Our story begins with my high school Spanish teacher, who perpetuated a style of teaching that most students found grueling and abominable. Many an idle lunchtime was spend arguing over ways to deal with her, when one student (me) was heard to suggest:

"Why don't we just make a thousand paper cranes?"

A little background: Japanese legend would suggest that any poor soul who folds one thousand origami cranes would have a wish granted to him by the gods. This is exhibited in the book Sadako And The Thousand Paper Cranes, in which a girl who became afflicted with leukemia following the U.S. bombing of Japan tried to cure herself by following the legend.

Anyway, the suggestion quickly met with ridicule from those around me, but I persevered. Later that day, I walked to the school library and checked out a book on origami. By the end of the block, I had five cranes (each made out of the worksheets she'd given us that day), individually numbered.

My so-called friends expressed doubt that I would ever finish such a project. I became the focus of a lot of betting as people gambled as to when and if I would finish.

Weeks passed. All of my free time (and class time) was spent folding cranes -- out of Altoids wrappers, my homework, paperback books -- anything in sight. Soon enough, I had reached:

500 paper cranes! Wait... crud.

More weeks passed. Bets expired. Doubt reigned supreme. I continued my vigil quietly, hanging the cranes from my ceiling as I went. The quest had continued nearly two months. But one day in History class, one of my classmates noticed me folding a very large piece of paper.

"What's that?" she asked naively.

"Oh, it's a paper crane to wish away my Spanish teacher. I've made a thousand once I finish this one."

"Wow!", she said, altogether too loudly. "You made a thousand origami swans?"

Before I could correct her, those who had heard of my exploits were rushing across the room. I finished the thousandth crane moments later, about six inches across each way, and safety pinned it to my shirt, writing a triumphant "1000" across the top.

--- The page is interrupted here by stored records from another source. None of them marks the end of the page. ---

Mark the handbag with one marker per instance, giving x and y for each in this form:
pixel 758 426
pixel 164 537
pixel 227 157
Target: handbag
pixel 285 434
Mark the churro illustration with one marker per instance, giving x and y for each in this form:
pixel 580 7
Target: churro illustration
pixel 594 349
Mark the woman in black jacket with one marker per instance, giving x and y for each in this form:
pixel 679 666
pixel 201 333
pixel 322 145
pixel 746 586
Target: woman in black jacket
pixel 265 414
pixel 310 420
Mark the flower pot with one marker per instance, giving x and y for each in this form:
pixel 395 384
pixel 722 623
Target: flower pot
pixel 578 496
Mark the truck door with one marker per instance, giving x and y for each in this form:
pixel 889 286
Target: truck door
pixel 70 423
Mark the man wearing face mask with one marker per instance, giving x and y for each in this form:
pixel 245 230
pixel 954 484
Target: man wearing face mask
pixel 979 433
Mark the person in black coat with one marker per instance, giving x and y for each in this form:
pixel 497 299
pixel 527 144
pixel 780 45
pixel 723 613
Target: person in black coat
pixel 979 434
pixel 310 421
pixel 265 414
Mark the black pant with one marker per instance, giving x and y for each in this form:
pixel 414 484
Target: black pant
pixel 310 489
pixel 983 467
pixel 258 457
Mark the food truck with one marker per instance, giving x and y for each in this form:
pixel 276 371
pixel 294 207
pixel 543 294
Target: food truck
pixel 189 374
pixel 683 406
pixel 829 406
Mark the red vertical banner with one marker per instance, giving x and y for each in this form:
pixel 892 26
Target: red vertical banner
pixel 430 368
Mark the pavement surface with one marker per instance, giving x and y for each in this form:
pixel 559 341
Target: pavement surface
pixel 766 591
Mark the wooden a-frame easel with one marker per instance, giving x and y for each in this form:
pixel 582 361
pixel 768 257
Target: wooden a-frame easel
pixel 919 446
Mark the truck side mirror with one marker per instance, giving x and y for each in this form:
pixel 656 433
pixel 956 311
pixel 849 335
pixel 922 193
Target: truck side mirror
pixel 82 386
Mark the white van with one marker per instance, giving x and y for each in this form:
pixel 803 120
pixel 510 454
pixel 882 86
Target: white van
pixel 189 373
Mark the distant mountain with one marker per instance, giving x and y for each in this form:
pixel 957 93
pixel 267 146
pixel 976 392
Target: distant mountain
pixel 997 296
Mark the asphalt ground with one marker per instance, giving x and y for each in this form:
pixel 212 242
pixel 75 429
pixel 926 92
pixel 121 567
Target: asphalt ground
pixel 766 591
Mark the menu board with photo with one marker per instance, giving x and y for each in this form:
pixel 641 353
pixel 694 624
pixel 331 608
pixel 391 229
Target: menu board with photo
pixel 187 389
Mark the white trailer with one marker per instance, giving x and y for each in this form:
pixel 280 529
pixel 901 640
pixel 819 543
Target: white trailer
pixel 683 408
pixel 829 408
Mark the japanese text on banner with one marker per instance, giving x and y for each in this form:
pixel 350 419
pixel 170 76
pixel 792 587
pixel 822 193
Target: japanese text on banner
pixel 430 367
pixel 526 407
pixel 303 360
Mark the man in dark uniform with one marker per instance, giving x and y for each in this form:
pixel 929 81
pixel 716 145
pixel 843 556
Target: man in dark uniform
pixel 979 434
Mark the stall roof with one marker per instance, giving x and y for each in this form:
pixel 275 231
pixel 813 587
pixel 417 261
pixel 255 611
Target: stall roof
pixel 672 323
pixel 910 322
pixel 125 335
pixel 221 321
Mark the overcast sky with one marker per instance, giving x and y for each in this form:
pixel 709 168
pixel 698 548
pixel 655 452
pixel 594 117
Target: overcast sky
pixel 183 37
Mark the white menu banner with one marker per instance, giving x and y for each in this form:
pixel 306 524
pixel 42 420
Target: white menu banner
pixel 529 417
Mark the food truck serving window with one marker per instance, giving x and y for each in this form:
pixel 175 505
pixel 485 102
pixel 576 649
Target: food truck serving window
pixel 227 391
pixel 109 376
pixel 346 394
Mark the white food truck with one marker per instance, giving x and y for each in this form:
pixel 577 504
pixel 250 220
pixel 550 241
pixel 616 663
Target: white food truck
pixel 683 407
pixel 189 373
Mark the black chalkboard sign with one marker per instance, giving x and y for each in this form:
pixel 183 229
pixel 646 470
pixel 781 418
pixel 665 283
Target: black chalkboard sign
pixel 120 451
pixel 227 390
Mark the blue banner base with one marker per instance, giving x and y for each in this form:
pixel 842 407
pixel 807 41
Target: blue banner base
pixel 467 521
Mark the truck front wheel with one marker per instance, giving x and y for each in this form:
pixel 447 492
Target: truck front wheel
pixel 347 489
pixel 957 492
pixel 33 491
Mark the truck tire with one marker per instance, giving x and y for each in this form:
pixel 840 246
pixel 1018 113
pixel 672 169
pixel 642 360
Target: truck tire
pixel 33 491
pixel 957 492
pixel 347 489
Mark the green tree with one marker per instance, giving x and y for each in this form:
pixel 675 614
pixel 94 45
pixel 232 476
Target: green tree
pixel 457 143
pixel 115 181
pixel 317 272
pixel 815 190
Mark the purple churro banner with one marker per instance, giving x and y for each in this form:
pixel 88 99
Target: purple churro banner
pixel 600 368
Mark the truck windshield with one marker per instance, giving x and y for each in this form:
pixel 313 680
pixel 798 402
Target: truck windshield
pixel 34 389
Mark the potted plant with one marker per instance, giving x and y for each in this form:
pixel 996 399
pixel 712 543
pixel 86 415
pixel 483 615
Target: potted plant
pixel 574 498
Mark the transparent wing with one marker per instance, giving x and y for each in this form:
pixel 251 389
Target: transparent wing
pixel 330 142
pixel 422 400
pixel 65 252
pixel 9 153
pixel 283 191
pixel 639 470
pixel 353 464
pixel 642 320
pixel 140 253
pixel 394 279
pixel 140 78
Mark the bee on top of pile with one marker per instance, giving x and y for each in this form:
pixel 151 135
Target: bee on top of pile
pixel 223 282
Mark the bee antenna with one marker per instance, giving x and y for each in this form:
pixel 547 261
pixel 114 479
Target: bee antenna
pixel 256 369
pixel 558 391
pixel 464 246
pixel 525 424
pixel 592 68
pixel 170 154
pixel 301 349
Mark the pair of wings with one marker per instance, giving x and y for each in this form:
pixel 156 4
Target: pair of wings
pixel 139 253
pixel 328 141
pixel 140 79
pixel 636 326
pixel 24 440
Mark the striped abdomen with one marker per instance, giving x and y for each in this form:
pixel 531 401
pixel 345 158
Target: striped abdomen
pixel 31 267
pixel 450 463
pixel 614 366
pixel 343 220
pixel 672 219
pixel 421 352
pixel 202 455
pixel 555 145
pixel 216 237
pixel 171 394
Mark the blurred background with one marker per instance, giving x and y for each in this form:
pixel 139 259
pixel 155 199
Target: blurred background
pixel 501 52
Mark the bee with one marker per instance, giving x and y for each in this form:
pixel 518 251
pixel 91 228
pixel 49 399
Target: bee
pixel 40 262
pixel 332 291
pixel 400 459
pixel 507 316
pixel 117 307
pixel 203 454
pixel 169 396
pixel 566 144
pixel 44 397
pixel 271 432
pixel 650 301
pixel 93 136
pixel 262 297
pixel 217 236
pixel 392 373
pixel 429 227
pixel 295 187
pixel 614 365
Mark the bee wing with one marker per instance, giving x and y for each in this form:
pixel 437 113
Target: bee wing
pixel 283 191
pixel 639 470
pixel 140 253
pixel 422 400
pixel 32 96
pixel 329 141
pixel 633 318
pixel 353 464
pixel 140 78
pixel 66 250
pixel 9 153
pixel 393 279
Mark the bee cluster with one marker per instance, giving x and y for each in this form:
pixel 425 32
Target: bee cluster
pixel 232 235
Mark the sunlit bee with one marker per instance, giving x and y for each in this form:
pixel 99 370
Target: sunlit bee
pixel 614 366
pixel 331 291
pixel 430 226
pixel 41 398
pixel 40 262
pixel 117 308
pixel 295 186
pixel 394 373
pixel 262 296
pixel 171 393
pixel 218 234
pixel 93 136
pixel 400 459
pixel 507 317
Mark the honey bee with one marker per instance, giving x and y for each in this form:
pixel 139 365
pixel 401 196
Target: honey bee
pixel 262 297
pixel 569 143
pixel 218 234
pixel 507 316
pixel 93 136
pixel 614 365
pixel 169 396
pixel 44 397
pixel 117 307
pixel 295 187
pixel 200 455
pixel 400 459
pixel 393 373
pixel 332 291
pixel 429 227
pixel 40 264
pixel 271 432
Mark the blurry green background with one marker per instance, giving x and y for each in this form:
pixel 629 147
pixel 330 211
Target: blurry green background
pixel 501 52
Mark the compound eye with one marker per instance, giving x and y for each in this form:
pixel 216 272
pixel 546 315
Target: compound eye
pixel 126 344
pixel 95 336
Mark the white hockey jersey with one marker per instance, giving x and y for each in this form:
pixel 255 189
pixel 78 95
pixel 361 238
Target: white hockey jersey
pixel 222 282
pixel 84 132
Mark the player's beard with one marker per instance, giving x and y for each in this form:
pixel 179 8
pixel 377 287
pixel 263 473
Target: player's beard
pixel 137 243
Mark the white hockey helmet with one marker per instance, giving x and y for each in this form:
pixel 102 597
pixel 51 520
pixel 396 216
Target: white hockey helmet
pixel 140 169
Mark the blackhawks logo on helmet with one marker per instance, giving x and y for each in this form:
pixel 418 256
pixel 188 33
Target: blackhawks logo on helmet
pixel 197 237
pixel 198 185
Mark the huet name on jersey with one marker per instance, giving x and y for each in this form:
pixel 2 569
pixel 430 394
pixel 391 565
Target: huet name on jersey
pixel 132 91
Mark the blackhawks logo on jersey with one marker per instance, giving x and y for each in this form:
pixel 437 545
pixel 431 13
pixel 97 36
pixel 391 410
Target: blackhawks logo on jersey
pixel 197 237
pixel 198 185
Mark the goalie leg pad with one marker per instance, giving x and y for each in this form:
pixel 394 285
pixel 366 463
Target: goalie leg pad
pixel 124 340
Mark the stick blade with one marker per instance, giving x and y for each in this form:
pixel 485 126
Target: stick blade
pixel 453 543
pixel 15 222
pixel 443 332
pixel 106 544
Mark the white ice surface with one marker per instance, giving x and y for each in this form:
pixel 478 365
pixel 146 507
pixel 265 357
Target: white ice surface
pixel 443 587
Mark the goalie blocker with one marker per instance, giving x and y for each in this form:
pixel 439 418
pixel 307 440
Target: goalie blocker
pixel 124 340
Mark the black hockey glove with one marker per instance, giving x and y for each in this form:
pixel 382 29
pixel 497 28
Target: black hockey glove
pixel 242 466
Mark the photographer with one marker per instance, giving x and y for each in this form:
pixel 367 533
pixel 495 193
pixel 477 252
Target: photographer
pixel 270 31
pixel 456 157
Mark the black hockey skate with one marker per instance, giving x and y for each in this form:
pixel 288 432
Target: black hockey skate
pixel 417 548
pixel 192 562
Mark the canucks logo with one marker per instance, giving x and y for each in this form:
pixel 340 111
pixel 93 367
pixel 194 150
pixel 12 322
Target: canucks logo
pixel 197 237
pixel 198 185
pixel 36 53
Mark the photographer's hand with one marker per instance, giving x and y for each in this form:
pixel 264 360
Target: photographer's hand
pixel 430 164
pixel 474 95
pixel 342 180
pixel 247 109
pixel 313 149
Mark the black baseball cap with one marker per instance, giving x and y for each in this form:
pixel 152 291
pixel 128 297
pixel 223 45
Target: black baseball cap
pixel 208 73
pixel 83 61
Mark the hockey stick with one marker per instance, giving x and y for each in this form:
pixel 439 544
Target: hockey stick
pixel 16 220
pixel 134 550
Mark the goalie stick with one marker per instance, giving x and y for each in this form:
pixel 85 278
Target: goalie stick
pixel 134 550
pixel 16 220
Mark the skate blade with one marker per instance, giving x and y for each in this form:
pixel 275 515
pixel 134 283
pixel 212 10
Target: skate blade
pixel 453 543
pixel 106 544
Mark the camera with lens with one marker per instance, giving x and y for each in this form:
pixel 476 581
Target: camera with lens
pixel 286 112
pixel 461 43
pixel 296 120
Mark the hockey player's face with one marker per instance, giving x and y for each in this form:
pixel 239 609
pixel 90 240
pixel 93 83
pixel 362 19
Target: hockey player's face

My Spanish teacher didn't even ask what it was for... sadly, she's still there. The hopes of a generation were dashed.

The moral of the story? Don't buy into ancient Japanese legend. I've learned from all this, as well -- now I trade old lamps for new on the street.

Post-script: Another unfortunate consequence of this adventure is that hanging the cranes from the ceiling is a mind-boggling task indeed, and about 750 still sit in a big, distinctly un-Japanese origami pile in the corner of my room.